There are very few Rhode Islanders with Lou Giancola's comprehensive understanding of how the health care system works and should work in our State . He has had a rich and varied career in the industry arriving finally at South County Health where his vision and leadership have resulted in remarkable and often unique success. The flagship of the system, South County Hospital is one of only 19 hospitals in the country to achieve CMS' Double 5 Star ratings and is the only hospital in the State to do so. This is a big deal.

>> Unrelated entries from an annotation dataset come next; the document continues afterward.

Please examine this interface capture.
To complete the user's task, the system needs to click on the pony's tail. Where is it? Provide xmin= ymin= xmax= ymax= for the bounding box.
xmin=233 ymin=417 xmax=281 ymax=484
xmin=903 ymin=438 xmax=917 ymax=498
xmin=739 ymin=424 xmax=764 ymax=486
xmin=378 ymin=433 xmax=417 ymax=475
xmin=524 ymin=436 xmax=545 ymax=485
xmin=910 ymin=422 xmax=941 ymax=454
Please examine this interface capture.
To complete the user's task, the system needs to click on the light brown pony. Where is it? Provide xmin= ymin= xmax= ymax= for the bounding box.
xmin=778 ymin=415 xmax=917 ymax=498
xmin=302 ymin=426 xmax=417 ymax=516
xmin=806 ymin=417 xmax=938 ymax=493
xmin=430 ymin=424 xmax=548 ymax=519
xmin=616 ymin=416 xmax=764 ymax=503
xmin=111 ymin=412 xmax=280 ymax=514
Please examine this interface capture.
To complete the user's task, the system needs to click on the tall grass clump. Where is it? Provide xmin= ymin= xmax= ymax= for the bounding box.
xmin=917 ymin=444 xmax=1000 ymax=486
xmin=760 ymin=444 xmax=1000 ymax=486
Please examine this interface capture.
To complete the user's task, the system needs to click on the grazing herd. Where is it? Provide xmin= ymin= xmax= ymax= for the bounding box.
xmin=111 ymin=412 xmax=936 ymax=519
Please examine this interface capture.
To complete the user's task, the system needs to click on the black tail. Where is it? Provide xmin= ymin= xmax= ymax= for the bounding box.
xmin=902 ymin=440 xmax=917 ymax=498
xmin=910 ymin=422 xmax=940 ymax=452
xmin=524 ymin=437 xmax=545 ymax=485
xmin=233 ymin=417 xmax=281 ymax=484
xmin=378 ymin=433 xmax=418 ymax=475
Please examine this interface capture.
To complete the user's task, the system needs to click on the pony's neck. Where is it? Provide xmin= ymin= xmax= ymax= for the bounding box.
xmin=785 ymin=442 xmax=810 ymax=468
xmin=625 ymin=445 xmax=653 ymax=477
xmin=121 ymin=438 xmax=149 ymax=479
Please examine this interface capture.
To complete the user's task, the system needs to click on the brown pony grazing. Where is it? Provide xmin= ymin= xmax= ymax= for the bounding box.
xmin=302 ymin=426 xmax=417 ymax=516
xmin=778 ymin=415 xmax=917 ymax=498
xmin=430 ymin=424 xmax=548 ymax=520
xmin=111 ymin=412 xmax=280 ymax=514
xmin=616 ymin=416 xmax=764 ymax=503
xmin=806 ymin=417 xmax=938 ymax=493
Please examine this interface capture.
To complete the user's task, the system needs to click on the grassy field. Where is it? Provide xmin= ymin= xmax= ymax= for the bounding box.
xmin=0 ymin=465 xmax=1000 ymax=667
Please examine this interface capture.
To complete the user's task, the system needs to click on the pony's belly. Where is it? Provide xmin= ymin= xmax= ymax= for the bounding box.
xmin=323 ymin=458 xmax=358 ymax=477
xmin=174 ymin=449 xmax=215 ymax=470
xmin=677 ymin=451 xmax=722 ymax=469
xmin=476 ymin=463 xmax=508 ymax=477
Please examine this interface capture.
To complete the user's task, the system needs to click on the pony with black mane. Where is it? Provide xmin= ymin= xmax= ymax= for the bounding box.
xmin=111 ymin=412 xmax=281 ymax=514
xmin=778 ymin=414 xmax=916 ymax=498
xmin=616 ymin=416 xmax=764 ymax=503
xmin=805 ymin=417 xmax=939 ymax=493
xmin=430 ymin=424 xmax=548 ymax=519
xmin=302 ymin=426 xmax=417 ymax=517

Still, the environment for SCH remains challenging, and frankly its fate may depend upon factors beyond the system's control. As Lou outlines here, we continue to rely on free market forces to determine the ultimate design of the provider infrastructure in spite of no evidence whatsoever that approach will work, and already foreboding indications that it may be a completely wrong direction. To reduce per capita health care costs, some participants in providing coverage or care will have to make less than they do now. Free markets are not designed to work that way and we will never get there until rational minds like Lou are allowed to plan and execute a design for the delivery system that meets the needs of the communities it serves in the most efficient manner possible. It can be done, but sadly too many of our best and brightest leaders, like Lou Giancola will see their years of earnest effort fade into retirement while costs continue to escalate.

Nonetheless, we should celebrate his amazing record of accomplishment and be grateful for his contributions to the process and our community. He certainly deserves it.